Mi tío se veía destrozado la última tarde que le vi con vida, un par de meses después de empezar la quimioterapia y las radiaciones. El pelo de su cabeza había desaparecido, así como su icónico bigote blanco. El tratamiento consumió sus brazos y piernas, del torso prefiero no hablar. Su aspecto físico se me parecía al de los supervivientes judíos de los campos de concentración nazi que aparecen en los documentales de la Segunda Guerra Mundial. Rapados, cadavéricos, hambrientos; y en sus ojos se concentraba cierta oscuridad mezclada con vergüenza, coraje e impotencia. Como si dijeran: ¿cómo pudimos permitir que esto nos pasara?, ¿cómo pudieron ustedes permitir que esto nos pasara?
Él intentó levantarse de la cama donde sufría su enfermedad y, por unos segundos, usó sus codos como base, hasta que se derrumbó sobre el colchón, una vez que logró besarme en la mejilla. Susurrando, me preguntó cómo yo estaba y le contesté que bien. El resto de la conversación no lo recuerdo, aunque fueron los cinco minutos más largos de mi vida. Lo miré a los ojos, hasta que eso también se volvió difícil, y sobrellevé la situación desviando los míos hacia cualquier otra cosa.
Los silencios incómodos son como los pellizcos de un niño malcriado, y en aquel cuarto cercenaban tanto como las puñaladas que asesinaron al César. No quería hablarle del calor, la inflación o los apagones, porque todos esos comodines conversacionales eran problemas de gente viva, y mi tío bailaba un vals demasiado largo con la muerte. Entonces, pensé ¿cómo pudo pasarle esto a él?, ¿cómo pudo pasarle esto a mi familia?
Cuando regresé con su esposa, ella le contaba a otro hombre que los episodios de la sangre eran los peores: “Le sale por la boca y por el ano —dijo ella—, y en las madrugadas le duele todo, pero me dice que no; está aguantando como un hombre”.
“Lo veo mejor”, afirmó el hombre, y no sé cómo me contuve de pegarle un puñetazo, sentarlo en la mesa y buscarle fotografías de mi tío antes de la quimio; demostrarle que quien estaba allá arriba era apenas una sombra del hombre que alguna vez fue, un hombre de quien sigo sin tener recuerdos de cualquier otra enfermedad distinta del cáncer. ¡Ni siquiera un catarro!

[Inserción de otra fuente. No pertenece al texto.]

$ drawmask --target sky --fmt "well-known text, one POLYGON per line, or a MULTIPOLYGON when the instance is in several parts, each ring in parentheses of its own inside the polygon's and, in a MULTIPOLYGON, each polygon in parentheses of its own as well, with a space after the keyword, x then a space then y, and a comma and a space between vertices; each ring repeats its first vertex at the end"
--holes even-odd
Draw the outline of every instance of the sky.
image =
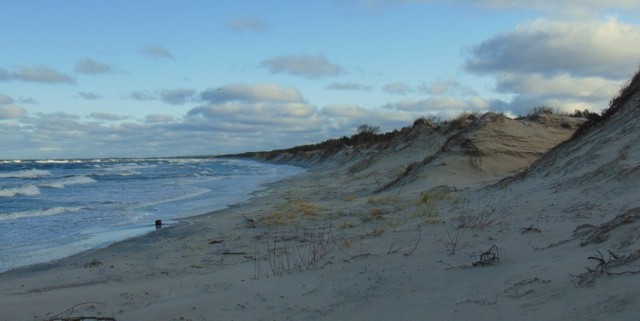
POLYGON ((599 112, 637 0, 0 0, 0 159, 272 150, 465 111, 599 112))

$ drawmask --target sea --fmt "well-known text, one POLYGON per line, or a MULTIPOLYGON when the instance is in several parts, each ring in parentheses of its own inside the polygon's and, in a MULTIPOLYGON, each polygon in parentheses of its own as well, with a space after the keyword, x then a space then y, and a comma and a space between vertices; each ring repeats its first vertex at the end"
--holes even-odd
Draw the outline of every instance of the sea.
POLYGON ((0 272, 221 210, 303 171, 223 158, 0 160, 0 272))

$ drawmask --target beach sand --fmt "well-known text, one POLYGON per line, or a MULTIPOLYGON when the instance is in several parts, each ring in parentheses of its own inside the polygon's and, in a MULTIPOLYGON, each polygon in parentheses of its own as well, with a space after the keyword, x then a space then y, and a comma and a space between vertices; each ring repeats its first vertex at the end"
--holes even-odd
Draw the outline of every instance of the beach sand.
POLYGON ((0 320, 638 320, 634 97, 547 154, 568 126, 506 153, 522 142, 486 139, 513 129, 491 116, 457 145, 314 158, 247 203, 0 274, 0 320))

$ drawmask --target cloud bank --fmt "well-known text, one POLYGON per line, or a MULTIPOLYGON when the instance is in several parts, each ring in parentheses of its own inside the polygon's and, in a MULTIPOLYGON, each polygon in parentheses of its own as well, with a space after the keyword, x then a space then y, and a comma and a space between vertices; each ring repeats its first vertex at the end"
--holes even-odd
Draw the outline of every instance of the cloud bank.
POLYGON ((303 78, 335 77, 344 73, 340 65, 329 62, 323 55, 278 56, 260 64, 272 74, 287 73, 303 78))

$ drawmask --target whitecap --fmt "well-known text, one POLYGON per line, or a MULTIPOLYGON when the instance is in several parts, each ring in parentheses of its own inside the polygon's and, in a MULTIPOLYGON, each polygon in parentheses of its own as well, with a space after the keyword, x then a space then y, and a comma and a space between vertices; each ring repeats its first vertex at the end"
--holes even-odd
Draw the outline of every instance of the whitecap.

La verdadera batalla mental es la desaparición constante e indetenible de imágenes suyas sano, y la incorporación lacerante de esos últimos destellos de vida que le quedaban desde que enfermó.

Después de su muerte, se me aparecía en las calles. Joan Didion, en su libro El año del pensamiento mágico, contó que, tras convertirse en viuda, veía a su esposo en lugares que frecuentaban juntos. También mencionó que Freud llamó a esta condición Neurosis Melancólica, y consiste en la remembranza física e ilusoria de un fallecido en otra persona de rasgos físicos parecidos. Mi tío era muy canoso, alto, y sonreía todo el tiempo. Por ello, no me resultaba difícil topármelo frente a frente siempre que me cruzaba con alguien que cumpliera con aquellas características.

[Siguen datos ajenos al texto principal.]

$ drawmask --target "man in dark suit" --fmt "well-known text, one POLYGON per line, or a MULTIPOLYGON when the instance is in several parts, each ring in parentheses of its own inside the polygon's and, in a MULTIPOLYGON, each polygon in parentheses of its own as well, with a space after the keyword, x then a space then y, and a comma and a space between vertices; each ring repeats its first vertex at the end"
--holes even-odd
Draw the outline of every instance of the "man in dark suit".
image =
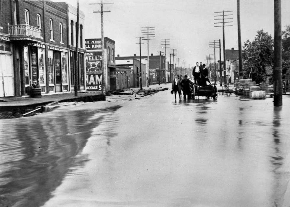
POLYGON ((202 69, 202 68, 198 65, 198 62, 196 63, 196 65, 194 66, 193 68, 193 70, 192 70, 192 75, 194 79, 194 84, 196 84, 196 81, 197 82, 197 84, 199 85, 200 83, 200 71, 202 69))
POLYGON ((172 81, 172 86, 171 89, 174 92, 174 96, 176 100, 176 92, 178 91, 178 95, 179 96, 179 100, 181 98, 181 86, 180 85, 180 81, 177 75, 175 75, 174 79, 172 81))

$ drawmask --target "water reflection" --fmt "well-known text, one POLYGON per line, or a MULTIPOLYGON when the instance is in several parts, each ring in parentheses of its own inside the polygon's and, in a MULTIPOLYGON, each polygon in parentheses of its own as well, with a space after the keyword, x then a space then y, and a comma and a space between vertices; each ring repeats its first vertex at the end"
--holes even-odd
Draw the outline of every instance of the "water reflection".
MULTIPOLYGON (((272 164, 273 174, 273 188, 272 195, 273 206, 283 206, 285 193, 290 178, 289 171, 286 170, 284 166, 284 157, 286 156, 289 151, 283 150, 281 146, 280 132, 281 118, 281 113, 282 107, 274 107, 273 110, 273 135, 274 150, 273 155, 270 156, 270 162, 272 164)), ((283 141, 282 141, 283 142, 283 141)), ((289 170, 289 169, 288 169, 289 170)))
MULTIPOLYGON (((100 113, 112 113, 120 107, 64 110, 1 123, 0 203, 43 205, 67 173, 88 160, 86 155, 77 156, 104 120, 100 113)), ((107 142, 110 144, 109 138, 107 142)))

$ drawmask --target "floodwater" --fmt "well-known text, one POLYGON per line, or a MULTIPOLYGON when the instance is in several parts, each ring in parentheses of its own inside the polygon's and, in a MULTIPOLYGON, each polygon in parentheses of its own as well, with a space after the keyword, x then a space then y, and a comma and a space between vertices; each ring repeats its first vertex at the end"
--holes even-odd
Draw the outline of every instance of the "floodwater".
POLYGON ((0 120, 0 206, 290 206, 289 96, 117 100, 0 120))

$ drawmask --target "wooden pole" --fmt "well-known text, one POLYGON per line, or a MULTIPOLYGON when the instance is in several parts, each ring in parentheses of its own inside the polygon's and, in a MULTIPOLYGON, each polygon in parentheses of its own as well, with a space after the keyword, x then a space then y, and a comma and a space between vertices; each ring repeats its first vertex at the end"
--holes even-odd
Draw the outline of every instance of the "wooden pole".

Encontrarte con tus muertos en la calle puede ser liberador, hasta que te aproximas a sus copias y la ilusión desaparece. Justo ahí piensas: “Ese podría ser él, de no haber muerto”.
Luego de un tiempo preguntándome si todas las personas dolientes pasan por lo mismo, aprendí del mismo libro de Didion que muchos psiquiatras consideran el duelo como un trastorno mental. No obstante, debido a su lógica presencia en la vida de todos, los seres vivos hemos llegado, como especie, al pacto tácito y cultural de apoyarnos mutuamente cuando la muerte golpea a nuestras familias. Sin embargo, existen casos donde el dolor puede durar meses, años e incluso, décadas.

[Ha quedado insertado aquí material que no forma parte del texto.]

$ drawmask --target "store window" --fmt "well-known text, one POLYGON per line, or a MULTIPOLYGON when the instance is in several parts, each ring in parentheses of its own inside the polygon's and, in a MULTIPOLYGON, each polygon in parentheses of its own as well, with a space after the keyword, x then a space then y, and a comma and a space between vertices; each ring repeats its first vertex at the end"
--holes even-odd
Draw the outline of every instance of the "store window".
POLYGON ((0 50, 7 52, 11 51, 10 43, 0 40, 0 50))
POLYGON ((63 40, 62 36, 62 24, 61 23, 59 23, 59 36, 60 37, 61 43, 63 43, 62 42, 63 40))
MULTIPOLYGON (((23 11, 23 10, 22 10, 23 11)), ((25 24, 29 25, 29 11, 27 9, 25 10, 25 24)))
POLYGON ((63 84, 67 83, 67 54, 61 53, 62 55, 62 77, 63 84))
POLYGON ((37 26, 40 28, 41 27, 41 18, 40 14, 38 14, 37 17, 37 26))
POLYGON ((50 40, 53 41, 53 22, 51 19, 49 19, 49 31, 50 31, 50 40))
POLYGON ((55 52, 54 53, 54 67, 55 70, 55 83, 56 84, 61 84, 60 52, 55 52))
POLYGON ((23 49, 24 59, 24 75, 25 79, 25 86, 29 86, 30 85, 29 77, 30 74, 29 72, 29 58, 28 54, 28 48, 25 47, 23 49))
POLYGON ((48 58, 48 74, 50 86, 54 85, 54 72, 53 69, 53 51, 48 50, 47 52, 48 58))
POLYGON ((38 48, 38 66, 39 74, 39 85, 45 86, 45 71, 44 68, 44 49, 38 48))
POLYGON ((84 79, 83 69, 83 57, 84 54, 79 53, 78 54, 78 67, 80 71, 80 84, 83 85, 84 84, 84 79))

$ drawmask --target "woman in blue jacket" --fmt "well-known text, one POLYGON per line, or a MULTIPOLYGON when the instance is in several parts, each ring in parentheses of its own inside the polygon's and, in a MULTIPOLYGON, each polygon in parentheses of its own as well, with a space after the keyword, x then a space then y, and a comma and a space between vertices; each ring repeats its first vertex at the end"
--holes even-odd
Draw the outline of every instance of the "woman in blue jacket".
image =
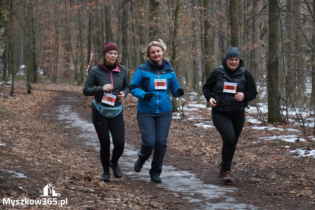
POLYGON ((150 43, 144 52, 147 61, 138 67, 130 83, 130 92, 138 99, 137 120, 142 140, 134 169, 140 172, 154 149, 149 173, 155 182, 162 181, 160 175, 172 121, 169 92, 177 98, 184 94, 164 55, 166 49, 160 39, 150 43))
POLYGON ((118 49, 113 42, 106 42, 104 58, 91 70, 83 88, 85 96, 94 96, 91 105, 92 121, 100 141, 100 156, 104 173, 100 180, 110 181, 110 167, 114 176, 121 177, 118 161, 125 146, 125 125, 122 102, 129 93, 129 80, 126 68, 118 61, 118 49), (114 148, 110 160, 111 141, 114 148))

El duelo consta de cinco etapas: negación, enojo, negociación, depresión y aceptación. El cáncer y yo habíamos llegado a un acuerdo: el diagnóstico fulminante de mi tío me permitiría pasar de la negación a la aceptación en apenas dos días: cuando me dieron la noticia y la mañana siguiente. Cuando me desplomé en la cocina, tres meses más tarde, fue que comprendí la magnitud de mi error. El enojo, la negociación y la depresión son episodios esenciales que nadie debería saltarse.
En cuanto creces, entiendes cada vez más cuán ineludible es la muerte, y que no nos queda de otra que intentar asumirla como un proceso natural —irónicamente— de la vida.